- Ultimate Comics: Hawkeye #1, by Rafa Sandoval

Publication information
- Publisher: Marvel Comics
- Format: Limited series
- Genre: Superhero;
- Publication date: 2011
- No. of issues: 4

Creative team
- Written by: Jonathan Hickman
- Penciller: Rafa Sandoval
- Inker: Jordi Tarragona
- Colorist: Brad Anderson
- Editor: Alex Alonso

= Ultimate Comics: Hawkeye =

2011 comic book series

Ultimate Comics: Hawkeye was a 2011 comic book miniseries, starring Hawkeye. It is part of the Ultimate Marvel imprint, and had 4 issues. It was written by Jonathan Hickman and drawn by Rafa Sandoval.

==Publication history==
The Ultimate Marvel comics were relaunched in 2011, as part of the "Ultimate Comics reborn". Jonathan Hickman wrote one of the main series, Ultimate Comics: Ultimates, and also one for Hawkeye. He put emphasis on the character's background as military and an agent of S.H.I.E.L.D., as those were distinctive traits that set him apart from the mainstream version of the character. He also removed the suit created by Joe Madureira in The Ultimates 3, and used one closer to the initial version by Bryan Hitch.

==Plot==
A group of scientists in the SEAR create a virus that cancels mutations, and a serum that kick-starts it.

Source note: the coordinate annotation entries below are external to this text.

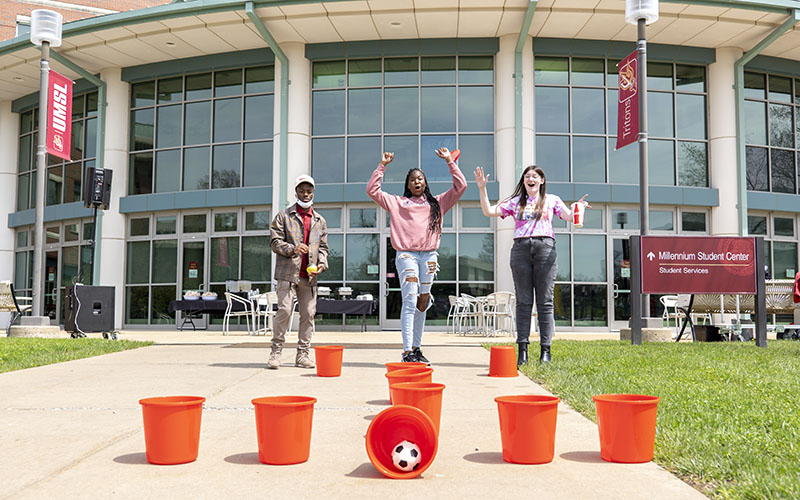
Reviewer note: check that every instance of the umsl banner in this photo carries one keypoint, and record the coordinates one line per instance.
(59, 115)
(628, 102)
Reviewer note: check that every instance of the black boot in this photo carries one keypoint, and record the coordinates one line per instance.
(522, 353)
(544, 357)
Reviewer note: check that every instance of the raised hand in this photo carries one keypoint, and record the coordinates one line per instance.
(480, 179)
(444, 154)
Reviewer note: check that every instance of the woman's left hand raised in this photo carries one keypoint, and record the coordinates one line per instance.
(444, 154)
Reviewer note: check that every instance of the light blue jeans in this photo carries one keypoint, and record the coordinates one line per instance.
(416, 271)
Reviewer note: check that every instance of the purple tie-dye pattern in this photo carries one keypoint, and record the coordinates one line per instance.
(526, 226)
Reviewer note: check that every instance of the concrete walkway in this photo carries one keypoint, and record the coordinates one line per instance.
(74, 429)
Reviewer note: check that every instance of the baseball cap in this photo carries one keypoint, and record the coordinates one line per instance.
(303, 178)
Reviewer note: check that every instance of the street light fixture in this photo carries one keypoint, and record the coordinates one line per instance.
(45, 32)
(641, 13)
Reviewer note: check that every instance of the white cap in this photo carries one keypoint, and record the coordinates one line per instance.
(303, 178)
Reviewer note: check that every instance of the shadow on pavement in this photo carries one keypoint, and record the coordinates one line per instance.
(239, 365)
(132, 459)
(243, 459)
(366, 471)
(587, 457)
(485, 457)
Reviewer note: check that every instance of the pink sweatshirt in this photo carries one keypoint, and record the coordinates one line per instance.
(410, 216)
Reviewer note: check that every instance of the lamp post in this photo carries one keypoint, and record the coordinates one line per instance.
(642, 13)
(45, 32)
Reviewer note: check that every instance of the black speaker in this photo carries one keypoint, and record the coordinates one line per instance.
(89, 309)
(97, 188)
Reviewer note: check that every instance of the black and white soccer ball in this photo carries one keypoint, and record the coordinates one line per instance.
(406, 456)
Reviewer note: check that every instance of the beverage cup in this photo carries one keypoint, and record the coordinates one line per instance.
(578, 212)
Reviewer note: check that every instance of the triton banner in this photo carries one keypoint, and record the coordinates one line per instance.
(628, 102)
(59, 115)
(698, 264)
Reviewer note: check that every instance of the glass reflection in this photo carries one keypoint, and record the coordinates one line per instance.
(363, 153)
(552, 154)
(552, 109)
(589, 257)
(362, 251)
(438, 109)
(588, 159)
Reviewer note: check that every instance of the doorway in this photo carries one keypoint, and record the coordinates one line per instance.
(620, 289)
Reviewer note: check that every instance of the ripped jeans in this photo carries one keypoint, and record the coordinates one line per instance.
(416, 271)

With both of them, they would become the only country with mutants in the world. Hawkeye tries to get a sample of the serum, but the plan gets out of control: the SEAR mutants, known as "the people", rebel against the government, make a coup, and establish a new nation instead. Known as "New Tian", it becomes a safe haven for mutants. Hulk is teletransported to the Himalayas and the mutants working with him desert, but Hawkeye returns with a sample of the serum.